Israeli aircraft staged what appeared to be a limited response, attacking the site where the rockets were launched. Islamic Jihad and the Popular Resistance Committees claimed responsibility for the salvoes.
Several hours later, another rocket slammed into Israel, in an attack claimed by Hamas's armed wing. No casualties were reported in the rocket attacks or the air strike.
But in the first reported fatality since the cease-fire began, a Palestinian was killed by Israeli forces near the town of Khan Younis after mortar bombs were fired from the area, medical workers said. They identified him as a civilian.
During the offensive, Israeli attacks killed more than 1,300 Palestinians, including some 700 civilians, Gaza medical officials said. Israel said hundreds of gunmen were among the dead. Ten Israeli soldiers were killed as well as three Israeli civilians hit by rockets.
"If the cease-fire holds, we can start a process of moving out," said Mark Regev, a spokesman for Israeli Prime Minister Ehud Olmert.

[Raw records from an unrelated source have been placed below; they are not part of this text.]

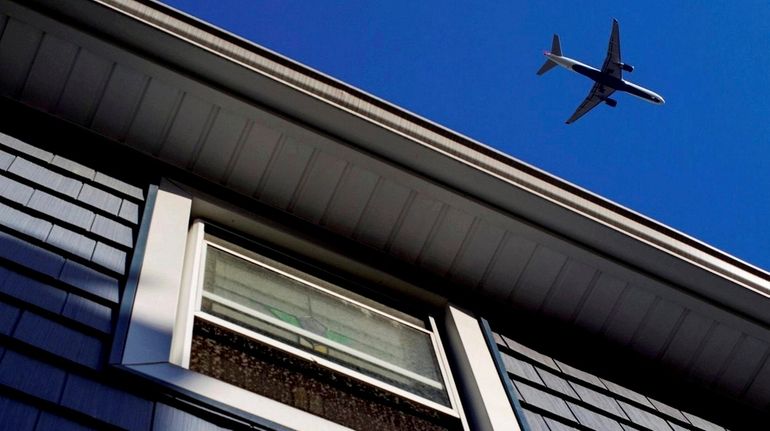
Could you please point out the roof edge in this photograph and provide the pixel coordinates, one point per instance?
(443, 140)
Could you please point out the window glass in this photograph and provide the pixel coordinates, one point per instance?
(265, 300)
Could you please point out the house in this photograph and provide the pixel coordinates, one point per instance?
(199, 234)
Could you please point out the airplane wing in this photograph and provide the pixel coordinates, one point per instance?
(611, 64)
(599, 93)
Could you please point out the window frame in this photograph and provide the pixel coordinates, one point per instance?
(181, 348)
(150, 313)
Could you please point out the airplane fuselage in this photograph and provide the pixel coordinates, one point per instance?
(605, 79)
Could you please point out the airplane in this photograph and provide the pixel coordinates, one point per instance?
(607, 81)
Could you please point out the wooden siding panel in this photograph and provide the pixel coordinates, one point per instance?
(743, 365)
(716, 350)
(31, 376)
(758, 392)
(49, 73)
(658, 328)
(220, 144)
(471, 265)
(507, 266)
(85, 88)
(252, 160)
(380, 217)
(120, 102)
(185, 134)
(410, 237)
(18, 48)
(539, 276)
(350, 199)
(285, 173)
(564, 299)
(154, 116)
(314, 195)
(598, 305)
(445, 241)
(687, 341)
(628, 315)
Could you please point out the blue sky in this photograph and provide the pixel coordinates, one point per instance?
(698, 164)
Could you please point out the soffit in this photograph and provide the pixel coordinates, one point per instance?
(506, 243)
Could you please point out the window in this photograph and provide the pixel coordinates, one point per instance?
(271, 302)
(232, 320)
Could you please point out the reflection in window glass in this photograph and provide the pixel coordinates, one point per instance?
(264, 300)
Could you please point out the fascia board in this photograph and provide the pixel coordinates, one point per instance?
(467, 167)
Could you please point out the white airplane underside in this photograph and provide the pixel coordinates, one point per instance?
(606, 81)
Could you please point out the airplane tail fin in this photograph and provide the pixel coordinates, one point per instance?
(556, 50)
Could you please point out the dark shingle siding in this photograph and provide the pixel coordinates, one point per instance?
(14, 191)
(100, 199)
(31, 256)
(32, 291)
(109, 257)
(74, 167)
(90, 280)
(129, 211)
(88, 313)
(5, 160)
(119, 186)
(25, 148)
(560, 396)
(66, 235)
(17, 416)
(24, 223)
(112, 230)
(50, 421)
(167, 418)
(8, 317)
(60, 340)
(34, 377)
(45, 177)
(107, 403)
(61, 209)
(72, 242)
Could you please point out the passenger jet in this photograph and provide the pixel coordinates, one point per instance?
(607, 81)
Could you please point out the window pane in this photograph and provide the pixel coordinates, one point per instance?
(342, 331)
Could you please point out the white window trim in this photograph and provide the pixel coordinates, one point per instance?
(150, 348)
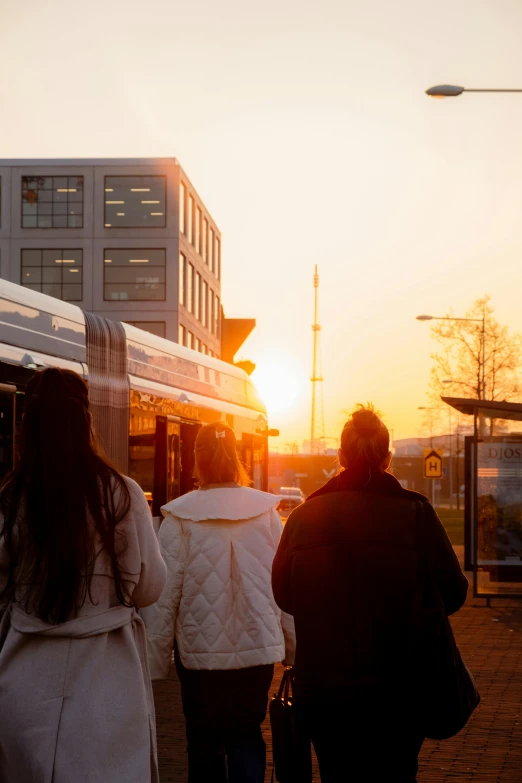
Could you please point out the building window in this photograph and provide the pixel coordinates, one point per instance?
(182, 203)
(198, 230)
(182, 278)
(136, 274)
(197, 297)
(217, 259)
(190, 288)
(135, 202)
(153, 327)
(204, 303)
(57, 273)
(212, 321)
(211, 248)
(205, 239)
(190, 219)
(52, 202)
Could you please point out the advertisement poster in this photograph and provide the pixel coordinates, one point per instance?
(499, 503)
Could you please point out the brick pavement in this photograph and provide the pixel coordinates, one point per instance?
(488, 750)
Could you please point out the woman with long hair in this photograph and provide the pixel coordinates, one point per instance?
(218, 611)
(347, 568)
(78, 555)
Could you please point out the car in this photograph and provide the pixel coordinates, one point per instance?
(292, 492)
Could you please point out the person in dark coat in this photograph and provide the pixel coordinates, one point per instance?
(346, 569)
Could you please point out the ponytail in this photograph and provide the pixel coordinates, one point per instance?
(216, 457)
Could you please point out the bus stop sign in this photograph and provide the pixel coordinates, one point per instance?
(432, 463)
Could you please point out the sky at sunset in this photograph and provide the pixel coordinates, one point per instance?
(305, 129)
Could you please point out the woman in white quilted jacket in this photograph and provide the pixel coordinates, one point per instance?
(218, 612)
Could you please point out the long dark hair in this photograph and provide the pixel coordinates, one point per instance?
(61, 503)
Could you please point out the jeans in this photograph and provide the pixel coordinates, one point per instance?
(224, 710)
(359, 741)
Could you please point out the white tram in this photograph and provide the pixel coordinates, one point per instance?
(148, 396)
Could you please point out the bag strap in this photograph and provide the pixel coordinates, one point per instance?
(284, 687)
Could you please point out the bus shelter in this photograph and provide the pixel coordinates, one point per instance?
(493, 500)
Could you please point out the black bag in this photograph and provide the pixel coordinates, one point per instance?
(291, 747)
(444, 691)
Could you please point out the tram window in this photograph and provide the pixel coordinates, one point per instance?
(56, 273)
(142, 448)
(188, 432)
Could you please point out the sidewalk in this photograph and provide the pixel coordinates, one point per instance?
(488, 750)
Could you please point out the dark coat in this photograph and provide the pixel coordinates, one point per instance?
(346, 569)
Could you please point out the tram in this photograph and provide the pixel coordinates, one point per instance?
(148, 396)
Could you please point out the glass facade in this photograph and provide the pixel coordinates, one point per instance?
(198, 229)
(135, 202)
(205, 239)
(190, 288)
(52, 202)
(190, 220)
(182, 207)
(57, 273)
(182, 278)
(136, 274)
(154, 327)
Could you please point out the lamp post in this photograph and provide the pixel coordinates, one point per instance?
(452, 90)
(482, 390)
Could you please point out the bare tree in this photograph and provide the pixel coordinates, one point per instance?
(481, 363)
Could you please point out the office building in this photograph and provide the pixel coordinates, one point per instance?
(128, 239)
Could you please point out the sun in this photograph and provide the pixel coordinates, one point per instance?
(277, 386)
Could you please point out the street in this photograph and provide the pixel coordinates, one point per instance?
(488, 750)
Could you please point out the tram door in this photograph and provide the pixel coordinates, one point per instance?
(8, 427)
(166, 462)
(189, 430)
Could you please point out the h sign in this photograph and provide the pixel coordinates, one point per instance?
(432, 463)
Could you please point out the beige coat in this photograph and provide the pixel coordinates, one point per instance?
(75, 699)
(219, 544)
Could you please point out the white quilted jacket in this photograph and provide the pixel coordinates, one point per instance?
(219, 544)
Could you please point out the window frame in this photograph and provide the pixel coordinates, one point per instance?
(134, 250)
(37, 177)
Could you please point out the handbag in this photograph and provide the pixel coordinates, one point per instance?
(291, 747)
(444, 690)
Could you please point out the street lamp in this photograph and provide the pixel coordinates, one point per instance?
(482, 395)
(427, 408)
(452, 91)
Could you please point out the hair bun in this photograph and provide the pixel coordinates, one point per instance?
(366, 422)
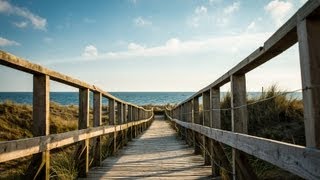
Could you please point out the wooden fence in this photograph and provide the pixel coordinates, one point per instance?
(303, 27)
(123, 116)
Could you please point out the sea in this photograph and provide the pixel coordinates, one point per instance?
(139, 98)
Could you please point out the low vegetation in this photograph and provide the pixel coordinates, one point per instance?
(276, 116)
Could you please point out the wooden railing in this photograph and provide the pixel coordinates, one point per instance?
(123, 116)
(303, 27)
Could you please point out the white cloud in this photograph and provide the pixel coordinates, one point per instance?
(133, 1)
(37, 21)
(251, 26)
(235, 6)
(214, 1)
(7, 42)
(135, 47)
(176, 47)
(90, 51)
(199, 15)
(201, 10)
(89, 20)
(139, 21)
(279, 11)
(22, 24)
(303, 1)
(219, 18)
(47, 40)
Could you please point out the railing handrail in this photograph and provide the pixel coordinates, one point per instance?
(285, 35)
(304, 161)
(15, 149)
(21, 64)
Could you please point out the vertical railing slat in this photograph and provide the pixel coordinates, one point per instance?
(97, 121)
(309, 48)
(83, 149)
(40, 164)
(239, 114)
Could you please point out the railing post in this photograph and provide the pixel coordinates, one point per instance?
(97, 121)
(196, 120)
(215, 168)
(130, 120)
(39, 167)
(241, 166)
(120, 121)
(112, 119)
(190, 132)
(309, 48)
(207, 122)
(134, 116)
(83, 149)
(220, 156)
(125, 120)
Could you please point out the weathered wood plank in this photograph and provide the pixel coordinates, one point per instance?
(97, 121)
(157, 153)
(220, 157)
(12, 61)
(10, 150)
(239, 115)
(196, 120)
(82, 155)
(206, 122)
(281, 40)
(309, 48)
(300, 160)
(40, 126)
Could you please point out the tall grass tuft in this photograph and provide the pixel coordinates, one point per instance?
(63, 166)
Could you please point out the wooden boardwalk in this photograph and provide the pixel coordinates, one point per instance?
(156, 154)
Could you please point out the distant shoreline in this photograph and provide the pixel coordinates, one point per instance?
(139, 98)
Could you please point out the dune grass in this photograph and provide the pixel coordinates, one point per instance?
(280, 118)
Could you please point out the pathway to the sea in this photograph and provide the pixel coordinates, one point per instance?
(156, 154)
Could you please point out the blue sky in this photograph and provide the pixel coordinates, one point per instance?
(145, 45)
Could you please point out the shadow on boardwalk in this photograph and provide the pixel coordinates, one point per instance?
(156, 154)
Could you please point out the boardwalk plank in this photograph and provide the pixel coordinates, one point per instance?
(156, 154)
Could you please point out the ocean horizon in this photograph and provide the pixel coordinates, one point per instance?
(139, 98)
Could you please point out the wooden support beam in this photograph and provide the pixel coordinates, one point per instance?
(300, 160)
(241, 166)
(196, 120)
(206, 122)
(214, 158)
(97, 121)
(130, 116)
(125, 120)
(113, 121)
(39, 167)
(120, 121)
(220, 157)
(83, 148)
(309, 48)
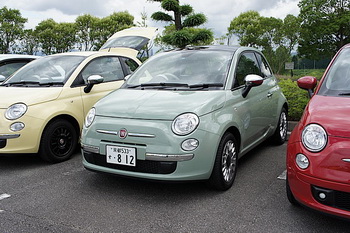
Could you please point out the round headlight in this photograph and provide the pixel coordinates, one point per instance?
(15, 111)
(185, 124)
(314, 138)
(90, 117)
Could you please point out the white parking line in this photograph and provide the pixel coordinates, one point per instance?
(283, 176)
(2, 197)
(5, 195)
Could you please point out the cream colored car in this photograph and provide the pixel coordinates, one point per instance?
(43, 105)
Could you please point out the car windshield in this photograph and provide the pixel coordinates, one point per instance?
(50, 70)
(337, 80)
(183, 70)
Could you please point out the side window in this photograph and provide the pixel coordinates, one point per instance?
(265, 68)
(247, 64)
(107, 67)
(130, 65)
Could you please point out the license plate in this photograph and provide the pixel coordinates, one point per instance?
(121, 155)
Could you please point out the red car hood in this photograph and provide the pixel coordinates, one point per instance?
(333, 113)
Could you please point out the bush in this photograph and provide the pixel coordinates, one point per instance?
(296, 97)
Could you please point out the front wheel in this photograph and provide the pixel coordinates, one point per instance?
(58, 142)
(280, 135)
(225, 166)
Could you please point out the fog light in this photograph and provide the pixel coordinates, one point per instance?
(302, 161)
(322, 196)
(190, 144)
(17, 126)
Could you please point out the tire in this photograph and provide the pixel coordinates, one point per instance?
(280, 135)
(58, 141)
(290, 195)
(225, 165)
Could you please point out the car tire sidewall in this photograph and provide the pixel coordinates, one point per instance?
(46, 152)
(216, 179)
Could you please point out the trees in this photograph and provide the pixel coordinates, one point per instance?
(275, 37)
(11, 28)
(325, 27)
(183, 29)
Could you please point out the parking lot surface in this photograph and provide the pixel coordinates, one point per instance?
(40, 197)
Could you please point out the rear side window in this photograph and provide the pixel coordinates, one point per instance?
(247, 64)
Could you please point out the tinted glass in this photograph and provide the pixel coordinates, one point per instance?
(50, 69)
(337, 80)
(247, 64)
(185, 67)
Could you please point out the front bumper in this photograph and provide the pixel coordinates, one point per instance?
(323, 186)
(25, 141)
(159, 157)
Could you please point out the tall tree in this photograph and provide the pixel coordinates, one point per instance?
(111, 24)
(183, 29)
(86, 27)
(11, 28)
(325, 27)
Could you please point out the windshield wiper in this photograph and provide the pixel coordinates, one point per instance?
(344, 93)
(206, 85)
(162, 85)
(21, 83)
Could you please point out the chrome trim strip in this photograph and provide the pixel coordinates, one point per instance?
(9, 136)
(106, 132)
(164, 157)
(91, 149)
(139, 135)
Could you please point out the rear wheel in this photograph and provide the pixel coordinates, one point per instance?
(280, 135)
(58, 142)
(225, 166)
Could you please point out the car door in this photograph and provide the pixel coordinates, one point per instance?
(250, 108)
(110, 69)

In an address late on Saturday, Olmert said the Israeli operation, launched on December 27 with the declared aim of ending cross-border rocket attacks that had killed 18 people in Israel over the previous eight years, had achieved all its objectives.
Olmert cited internationally backed understandings with Egypt, Gaza's southern neighbour, on preventing Hamas from rearming through smuggling tunnels as a reason behind Israel's decision to call off its attacks.
Left unsettled was an issue at the heart of the conflict -- Israel's blockade of the Gaza Strip. Hamas, though hit hard by the air and ground campaign, remains the de facto force within the coastal enclave.
Without an accord with Hamas, diplomats said they feared Israel would let only a trickle of goods into Gaza, hampering reconstruction and creating more hardship for its people.
Olmert, speaking about Sunday's rocket attacks, told his cabinet that Israel was reassessing the cease-fire constantly and troops were "prepared to act in any area" if "violations such as those that occurred this morning continue."
Hamas official Mushir al-Masri said Israel had failed to curtail his group's rocket attacks, and that they were "still reaching deep into the Zionist entity."
RESIDENTS RETURN
Hours after the cease-fire began, Israeli soldiers moved out of Beit Lahiya, an area militants have used as a launching ground for cross-border rocket strikes.
Palestinian ambulances picked up more than 95 bodies, most of them gunmen, that had lain in the rubble of buildings and open areas in and around Beit Lahiya, Hamas police and health officials said.
Residents who had left during the fighting returned to survey what remained of their homes. Children picked through the debris to uncover school bags and torn books.
A column of Israeli tanks and soldiers, some holding Israeli flags, withdrew from the Gaza Strip for what the army called "rest and relaxation."
But several of the tanks established a position 100 metres (yards) inside Gaza while others remained deployed on the eastern edge of the city of Gaza.
Israeli forces reopened the main north-south Gaza road, which they had closed during the conflict, but witnesses said tanks were still stationed along the route.